Le pluralisme médiatique et la protection conventionnelle
La question du pluralisme des médias, particulièrement sensible en Hongrie où la concentration des organes d'information autour de groupes proches du pouvoir a été régulièrement dénoncée, a également mobilisé le droit européen.
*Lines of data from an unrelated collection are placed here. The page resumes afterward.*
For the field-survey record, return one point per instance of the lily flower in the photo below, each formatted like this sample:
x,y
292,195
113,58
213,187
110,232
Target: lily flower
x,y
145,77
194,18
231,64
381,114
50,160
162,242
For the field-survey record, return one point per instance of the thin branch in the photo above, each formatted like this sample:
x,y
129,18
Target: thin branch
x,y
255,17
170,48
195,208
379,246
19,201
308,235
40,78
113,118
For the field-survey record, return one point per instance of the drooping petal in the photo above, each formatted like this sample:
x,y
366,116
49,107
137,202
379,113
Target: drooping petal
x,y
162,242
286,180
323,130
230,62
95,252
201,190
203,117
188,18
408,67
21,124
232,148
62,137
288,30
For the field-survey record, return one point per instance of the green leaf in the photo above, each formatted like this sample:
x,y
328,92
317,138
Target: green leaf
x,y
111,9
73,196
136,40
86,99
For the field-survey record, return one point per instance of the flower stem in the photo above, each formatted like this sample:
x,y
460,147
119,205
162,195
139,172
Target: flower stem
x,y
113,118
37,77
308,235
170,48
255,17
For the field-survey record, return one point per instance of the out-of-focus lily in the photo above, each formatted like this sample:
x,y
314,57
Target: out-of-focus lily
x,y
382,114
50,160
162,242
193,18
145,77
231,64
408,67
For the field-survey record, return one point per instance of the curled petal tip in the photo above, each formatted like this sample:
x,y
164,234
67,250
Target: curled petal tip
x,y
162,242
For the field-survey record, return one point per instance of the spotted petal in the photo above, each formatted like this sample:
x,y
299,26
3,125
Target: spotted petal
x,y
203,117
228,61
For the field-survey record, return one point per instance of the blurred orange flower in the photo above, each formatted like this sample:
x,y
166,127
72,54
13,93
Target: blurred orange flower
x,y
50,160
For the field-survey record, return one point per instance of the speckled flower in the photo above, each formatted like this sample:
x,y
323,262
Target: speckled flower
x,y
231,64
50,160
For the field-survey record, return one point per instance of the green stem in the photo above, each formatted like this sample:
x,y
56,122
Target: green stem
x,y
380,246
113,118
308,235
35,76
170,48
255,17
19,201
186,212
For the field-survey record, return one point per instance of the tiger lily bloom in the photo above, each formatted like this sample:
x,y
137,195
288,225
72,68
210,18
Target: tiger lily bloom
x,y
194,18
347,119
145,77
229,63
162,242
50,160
Le règlement (UE) 2024/1083 du 11 avril 2024 établissant un cadre commun pour les services de médias dans le marché intérieur, dit "European Media Freedom Act", impose désormais aux États membres des obligations nouvelles en matière de transparence et d'indépendance éditoriale. Par ailleurs, la Cour européenne des droits de l'homme, dans une jurisprudence constante depuis l'arrêt Handyside c. Royaume-Uni du 7 décembre 1976, protège la liberté d'expression garantie par l'article 10 de la Convention, y compris pour les propos qui "heurtent, choquent ou inquiètent". Dans plusieurs arrêts visant la Hongrie, la Cour a condamné Budapest pour des restrictions disproportionnées à la liberté d'expression et à la liberté d'association.
Enjeux pour les concours
Le candidat doit maîtriser un corpus précis. Sur le plan des traités, l'article 2 TUE sur les valeurs de l'Union, l'article 7 TUE sur le mécanisme politique de sanction, et l'article 19 § 1, second alinéa, TUE sur la protection juridictionnelle effective, constituent le triptyque fondamental. Le règlement (UE, Euratom) 2020/2092 du 16 décembre 2020 sur la conditionnalité budgétaire, validé par les arrêts de la CJUE du 16 février 2022 (C-156/21 et C-157/21), illustre l'innovation normative majeure du droit de l'Union face aux dérives illibérales. Sur le plan jurisprudentiel, il convient de connaître l'arrêt Associação Sindical dos Juízes Portugueses (CJUE, 2018, C-64/16), les arrêts Commission c. Pologne et Commission c. Hongrie précités, ainsi que la jurisprudence de la CEDH fondée sur les articles 10 et 11 de la Convention. Sur le plan analytique, la Hongrie fournit un cas d'école des tensions entre souveraineté nationale et intégration européenne, entre mécanismes politiques inopérants (article 7) et outils juridictionnels et financiers plus efficaces (conditionnalité et recours en manquement). La victoire de Péter Magyar et la perspective d'un alignement sur les standards européens ouvrent une séquence nouvelle dont le candidat pourra souligner qu'elle démontre, in fine, la capacité d'auto-correction démocratique des sociétés soumises à des pressions illibérales, tout en rappelant que le droit de l'Union, quoique imparfait, a constitué un levier structurant du débat interne hongrois.